Он ощутил себя настоящим предателем, когда слабая улыбка задрожала в углах старческого рта. «Я же обманываю его»,— подумал он.

— Давай перейдем к чему-нибудь другому,— услышал он голос отца и быстро уставился в бумаги. «Что будет ему полегче?» — размышлял он, презирая себя за такую мысль.

— Ну же, Лэсли, давай,— напряженно произнес отец.— У нас нет времени, чтобы тратить его впустую.

Том наблюдал, как сын водит пальцем по страницам, и руки его сжимались в кулаки. Через несколько часов его жизнь повиснет на волоске, а его сын только переворачивает листы теста, как будто завтра не произойдет ничего важного.

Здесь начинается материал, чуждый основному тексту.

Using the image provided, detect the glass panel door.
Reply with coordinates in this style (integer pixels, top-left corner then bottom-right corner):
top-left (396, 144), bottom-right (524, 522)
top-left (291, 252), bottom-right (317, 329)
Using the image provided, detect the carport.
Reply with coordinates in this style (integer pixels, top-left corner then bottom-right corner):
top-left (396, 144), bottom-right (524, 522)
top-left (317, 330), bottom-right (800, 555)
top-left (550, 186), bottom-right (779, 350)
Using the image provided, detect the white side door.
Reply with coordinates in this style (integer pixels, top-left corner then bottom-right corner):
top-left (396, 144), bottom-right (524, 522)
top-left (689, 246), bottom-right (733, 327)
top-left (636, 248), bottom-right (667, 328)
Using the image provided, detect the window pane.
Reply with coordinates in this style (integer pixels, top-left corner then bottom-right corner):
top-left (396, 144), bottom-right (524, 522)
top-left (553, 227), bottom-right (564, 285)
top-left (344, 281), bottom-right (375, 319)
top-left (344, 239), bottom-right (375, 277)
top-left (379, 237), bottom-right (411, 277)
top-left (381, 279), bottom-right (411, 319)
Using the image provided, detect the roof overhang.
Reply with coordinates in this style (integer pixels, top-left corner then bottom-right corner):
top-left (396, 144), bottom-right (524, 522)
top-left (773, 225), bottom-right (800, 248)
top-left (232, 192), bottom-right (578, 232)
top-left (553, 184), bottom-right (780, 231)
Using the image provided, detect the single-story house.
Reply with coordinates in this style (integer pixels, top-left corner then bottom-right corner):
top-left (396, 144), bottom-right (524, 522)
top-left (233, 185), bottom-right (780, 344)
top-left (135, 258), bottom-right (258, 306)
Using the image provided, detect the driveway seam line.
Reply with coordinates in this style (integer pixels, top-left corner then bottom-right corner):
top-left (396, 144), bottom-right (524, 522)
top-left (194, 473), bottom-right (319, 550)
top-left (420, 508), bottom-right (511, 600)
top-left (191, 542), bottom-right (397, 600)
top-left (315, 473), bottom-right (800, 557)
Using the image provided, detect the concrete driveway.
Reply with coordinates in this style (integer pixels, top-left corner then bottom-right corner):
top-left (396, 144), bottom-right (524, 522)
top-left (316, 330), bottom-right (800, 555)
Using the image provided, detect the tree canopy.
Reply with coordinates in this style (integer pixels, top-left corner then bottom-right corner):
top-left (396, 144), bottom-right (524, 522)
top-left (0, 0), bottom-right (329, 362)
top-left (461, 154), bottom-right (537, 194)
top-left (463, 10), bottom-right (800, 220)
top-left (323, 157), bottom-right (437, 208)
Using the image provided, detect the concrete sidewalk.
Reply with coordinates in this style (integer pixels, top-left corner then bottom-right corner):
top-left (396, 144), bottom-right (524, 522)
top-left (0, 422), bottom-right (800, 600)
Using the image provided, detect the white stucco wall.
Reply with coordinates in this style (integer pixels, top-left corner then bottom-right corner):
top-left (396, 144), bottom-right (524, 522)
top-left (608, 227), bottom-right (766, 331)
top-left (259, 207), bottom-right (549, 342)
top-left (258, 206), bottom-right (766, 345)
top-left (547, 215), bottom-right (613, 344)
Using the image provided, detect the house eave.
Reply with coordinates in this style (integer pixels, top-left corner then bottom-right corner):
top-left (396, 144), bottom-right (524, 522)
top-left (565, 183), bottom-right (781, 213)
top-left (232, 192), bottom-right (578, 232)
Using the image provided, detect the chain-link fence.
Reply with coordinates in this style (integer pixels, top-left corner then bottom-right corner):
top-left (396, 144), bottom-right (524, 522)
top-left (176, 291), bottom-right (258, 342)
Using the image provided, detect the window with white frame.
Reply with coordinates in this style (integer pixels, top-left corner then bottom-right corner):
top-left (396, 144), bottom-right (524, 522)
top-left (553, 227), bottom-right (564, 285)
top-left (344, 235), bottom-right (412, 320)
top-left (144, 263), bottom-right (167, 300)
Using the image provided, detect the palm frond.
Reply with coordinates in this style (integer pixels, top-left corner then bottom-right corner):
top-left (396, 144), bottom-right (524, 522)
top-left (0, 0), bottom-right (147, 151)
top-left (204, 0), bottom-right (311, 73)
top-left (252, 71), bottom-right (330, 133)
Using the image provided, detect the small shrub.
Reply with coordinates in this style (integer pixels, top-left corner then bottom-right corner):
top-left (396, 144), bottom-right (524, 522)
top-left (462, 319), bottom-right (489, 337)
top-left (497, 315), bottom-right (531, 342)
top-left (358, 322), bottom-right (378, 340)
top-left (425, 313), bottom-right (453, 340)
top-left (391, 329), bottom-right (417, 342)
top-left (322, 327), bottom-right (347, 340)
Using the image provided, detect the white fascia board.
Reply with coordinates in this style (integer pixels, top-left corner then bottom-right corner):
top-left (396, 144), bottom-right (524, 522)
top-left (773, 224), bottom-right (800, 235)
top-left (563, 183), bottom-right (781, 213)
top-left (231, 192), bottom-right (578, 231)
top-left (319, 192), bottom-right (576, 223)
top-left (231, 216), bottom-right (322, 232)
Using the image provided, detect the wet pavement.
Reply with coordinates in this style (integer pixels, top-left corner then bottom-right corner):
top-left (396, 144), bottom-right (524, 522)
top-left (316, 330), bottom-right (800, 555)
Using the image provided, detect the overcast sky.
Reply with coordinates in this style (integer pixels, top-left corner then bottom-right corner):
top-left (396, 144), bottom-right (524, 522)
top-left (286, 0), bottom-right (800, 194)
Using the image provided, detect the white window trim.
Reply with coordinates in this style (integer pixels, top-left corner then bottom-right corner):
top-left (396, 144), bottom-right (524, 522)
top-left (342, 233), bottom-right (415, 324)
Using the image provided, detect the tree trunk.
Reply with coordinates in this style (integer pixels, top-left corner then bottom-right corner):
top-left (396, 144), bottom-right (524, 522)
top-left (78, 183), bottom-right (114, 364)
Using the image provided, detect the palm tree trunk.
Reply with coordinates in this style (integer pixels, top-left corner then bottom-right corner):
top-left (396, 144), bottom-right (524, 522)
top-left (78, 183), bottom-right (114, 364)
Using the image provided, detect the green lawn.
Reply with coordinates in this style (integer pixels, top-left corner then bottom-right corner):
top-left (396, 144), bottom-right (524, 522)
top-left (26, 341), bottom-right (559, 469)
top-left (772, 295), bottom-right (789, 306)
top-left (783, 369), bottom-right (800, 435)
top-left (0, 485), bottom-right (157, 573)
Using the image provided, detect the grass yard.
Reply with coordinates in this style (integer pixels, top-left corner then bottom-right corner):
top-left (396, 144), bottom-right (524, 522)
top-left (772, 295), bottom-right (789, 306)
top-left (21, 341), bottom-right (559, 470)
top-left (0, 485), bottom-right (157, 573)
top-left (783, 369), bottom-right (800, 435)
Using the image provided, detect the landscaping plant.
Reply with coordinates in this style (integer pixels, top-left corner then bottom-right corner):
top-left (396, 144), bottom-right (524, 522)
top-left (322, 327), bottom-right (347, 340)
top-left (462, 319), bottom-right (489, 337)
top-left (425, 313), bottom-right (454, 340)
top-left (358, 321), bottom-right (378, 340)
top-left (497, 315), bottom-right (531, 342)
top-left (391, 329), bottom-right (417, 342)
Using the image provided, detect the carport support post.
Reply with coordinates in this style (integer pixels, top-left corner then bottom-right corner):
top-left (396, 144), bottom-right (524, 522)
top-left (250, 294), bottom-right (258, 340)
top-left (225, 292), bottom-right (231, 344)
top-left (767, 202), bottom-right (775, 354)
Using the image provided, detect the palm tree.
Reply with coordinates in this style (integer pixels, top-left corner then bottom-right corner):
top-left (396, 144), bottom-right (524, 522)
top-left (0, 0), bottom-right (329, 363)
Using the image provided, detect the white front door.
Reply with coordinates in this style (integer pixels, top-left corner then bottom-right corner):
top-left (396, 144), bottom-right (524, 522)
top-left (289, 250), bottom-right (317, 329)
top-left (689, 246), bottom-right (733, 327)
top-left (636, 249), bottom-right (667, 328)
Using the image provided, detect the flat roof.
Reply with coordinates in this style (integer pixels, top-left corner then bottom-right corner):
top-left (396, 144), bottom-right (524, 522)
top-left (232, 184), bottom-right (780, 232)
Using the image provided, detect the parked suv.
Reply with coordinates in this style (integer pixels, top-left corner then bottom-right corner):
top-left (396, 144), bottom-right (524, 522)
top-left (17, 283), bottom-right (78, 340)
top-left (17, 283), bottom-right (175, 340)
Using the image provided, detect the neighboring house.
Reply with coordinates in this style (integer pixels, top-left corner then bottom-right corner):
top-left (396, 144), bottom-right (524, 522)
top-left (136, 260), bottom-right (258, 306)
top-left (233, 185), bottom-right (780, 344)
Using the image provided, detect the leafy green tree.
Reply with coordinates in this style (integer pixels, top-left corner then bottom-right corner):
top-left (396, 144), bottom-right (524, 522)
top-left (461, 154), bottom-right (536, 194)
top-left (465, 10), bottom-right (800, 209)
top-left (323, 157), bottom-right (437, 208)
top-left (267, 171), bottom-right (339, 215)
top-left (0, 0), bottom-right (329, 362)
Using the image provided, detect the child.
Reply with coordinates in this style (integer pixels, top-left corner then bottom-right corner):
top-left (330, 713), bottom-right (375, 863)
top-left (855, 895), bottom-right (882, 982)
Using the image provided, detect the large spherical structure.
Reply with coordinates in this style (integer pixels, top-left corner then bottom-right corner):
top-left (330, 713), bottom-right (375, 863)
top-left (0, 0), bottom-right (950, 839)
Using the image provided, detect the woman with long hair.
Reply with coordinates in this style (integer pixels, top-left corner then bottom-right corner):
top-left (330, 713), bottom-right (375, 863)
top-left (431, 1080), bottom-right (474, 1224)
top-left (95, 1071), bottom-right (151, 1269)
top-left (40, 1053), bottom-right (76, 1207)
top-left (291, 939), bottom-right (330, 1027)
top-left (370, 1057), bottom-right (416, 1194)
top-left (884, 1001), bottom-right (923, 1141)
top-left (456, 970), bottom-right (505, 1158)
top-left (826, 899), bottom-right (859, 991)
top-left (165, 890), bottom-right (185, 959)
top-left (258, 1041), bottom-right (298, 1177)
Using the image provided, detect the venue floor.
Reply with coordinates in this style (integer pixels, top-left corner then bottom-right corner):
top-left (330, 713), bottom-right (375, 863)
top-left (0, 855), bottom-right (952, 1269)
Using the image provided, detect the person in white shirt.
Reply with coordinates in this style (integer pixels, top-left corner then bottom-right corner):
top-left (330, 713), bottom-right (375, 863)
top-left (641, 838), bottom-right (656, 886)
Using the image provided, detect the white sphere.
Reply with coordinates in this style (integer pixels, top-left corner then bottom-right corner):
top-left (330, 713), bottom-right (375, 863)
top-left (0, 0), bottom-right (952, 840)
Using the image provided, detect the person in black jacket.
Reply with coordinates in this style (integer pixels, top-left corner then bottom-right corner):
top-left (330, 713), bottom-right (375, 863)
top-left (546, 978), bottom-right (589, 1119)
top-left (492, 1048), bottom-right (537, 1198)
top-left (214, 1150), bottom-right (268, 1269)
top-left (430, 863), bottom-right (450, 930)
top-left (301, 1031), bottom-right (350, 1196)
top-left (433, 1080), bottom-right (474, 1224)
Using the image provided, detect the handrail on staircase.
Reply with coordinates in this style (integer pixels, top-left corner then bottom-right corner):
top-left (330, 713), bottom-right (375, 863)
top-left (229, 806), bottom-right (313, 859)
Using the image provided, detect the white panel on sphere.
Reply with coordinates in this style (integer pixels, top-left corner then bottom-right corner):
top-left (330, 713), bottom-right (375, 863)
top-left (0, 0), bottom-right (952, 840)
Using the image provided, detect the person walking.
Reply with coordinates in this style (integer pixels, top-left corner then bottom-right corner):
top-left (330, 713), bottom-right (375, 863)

— Ну, давай, давай же,— произнес он сварливо.

Лэс взял карандаш с привязанной к его незаточенному концу веревочкой и нарисовал на чистом листе бумаги кружок в сантиметр диаметром. Потом протянул карандаш отцу.

— Продержи карандаш за веревку над кругом три минуты,— сказал он, внезапно испугавшись, что выбрал не то задание. Он же видит, как трясутся руки отца за обедом, как он сражается с пуговицами и молниями на одежде.